Her moccasins were strong and sensible, supple and resistant to thorns. But no one was in any doubt that marching over this forested range of hills was a laborious and painful business for anyone, let alone a girl. I had ventured, just the once, to suggest that the ladies be left in Selsmot. I had been told by Ornol to shut my mouth and keep out of his business, and by Exandu that, much as he regretted the necessity, Shanli had to go. “It’s my insides, you see. Shanli understands them. She keeps me alive.”
We crawled to our feet after a bit, following Ilsa, who obeyed the strom. But that was not the first or the last time I called for a halt because I was too fatigued to go farther.

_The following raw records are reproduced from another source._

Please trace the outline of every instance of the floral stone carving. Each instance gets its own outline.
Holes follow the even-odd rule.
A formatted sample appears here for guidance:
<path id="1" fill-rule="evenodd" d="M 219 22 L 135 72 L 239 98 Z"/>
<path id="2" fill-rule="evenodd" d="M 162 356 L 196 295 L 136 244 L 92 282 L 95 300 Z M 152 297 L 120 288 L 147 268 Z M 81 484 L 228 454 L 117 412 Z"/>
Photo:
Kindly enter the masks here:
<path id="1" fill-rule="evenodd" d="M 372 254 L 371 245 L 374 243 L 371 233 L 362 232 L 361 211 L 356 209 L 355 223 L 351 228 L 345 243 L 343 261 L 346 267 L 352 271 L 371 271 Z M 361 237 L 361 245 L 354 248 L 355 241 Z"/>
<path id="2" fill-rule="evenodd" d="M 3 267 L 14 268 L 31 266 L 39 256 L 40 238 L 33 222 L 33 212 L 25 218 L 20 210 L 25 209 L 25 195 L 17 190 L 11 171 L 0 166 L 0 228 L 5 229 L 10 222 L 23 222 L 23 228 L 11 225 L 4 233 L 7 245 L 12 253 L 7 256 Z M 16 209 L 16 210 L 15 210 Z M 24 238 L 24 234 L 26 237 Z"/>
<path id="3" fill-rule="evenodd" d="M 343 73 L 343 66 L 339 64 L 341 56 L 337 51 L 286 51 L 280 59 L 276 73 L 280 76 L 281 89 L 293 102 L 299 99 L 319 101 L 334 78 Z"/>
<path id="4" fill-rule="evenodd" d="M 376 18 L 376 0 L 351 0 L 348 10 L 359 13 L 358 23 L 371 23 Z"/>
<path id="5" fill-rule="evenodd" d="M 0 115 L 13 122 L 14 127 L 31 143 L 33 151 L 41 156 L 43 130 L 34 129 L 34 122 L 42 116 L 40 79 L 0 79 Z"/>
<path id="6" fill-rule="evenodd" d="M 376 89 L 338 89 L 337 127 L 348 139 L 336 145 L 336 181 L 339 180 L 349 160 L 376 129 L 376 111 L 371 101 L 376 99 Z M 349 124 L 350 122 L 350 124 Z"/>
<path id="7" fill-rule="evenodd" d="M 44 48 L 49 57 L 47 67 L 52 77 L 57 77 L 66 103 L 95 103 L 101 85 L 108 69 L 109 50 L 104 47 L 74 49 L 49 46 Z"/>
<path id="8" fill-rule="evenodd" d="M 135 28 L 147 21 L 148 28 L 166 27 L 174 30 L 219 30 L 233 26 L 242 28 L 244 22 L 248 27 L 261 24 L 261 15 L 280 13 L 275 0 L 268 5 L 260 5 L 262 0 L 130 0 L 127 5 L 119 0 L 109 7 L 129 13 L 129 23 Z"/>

Seg told Ornol, “You see, strom, he was stung by a Cabaret Plant. It has drained his strength.”
“If he’s this bad, he shouldn’t have started.”
Walking along, Hop the Intemperate said, sotto voce, “If he’s this bad he’d be dead.”
Seg walked with Hop for a space after that, and explained the situation. Hop’s hairy face moved in an expressive way. He grasped it. Later he was seen talking to Shanli, and later still, when we stopped again, Exandu took the opportunity to say in a quiet voice, “You are a man of parts, Dray the Bogandur. A man of resource.”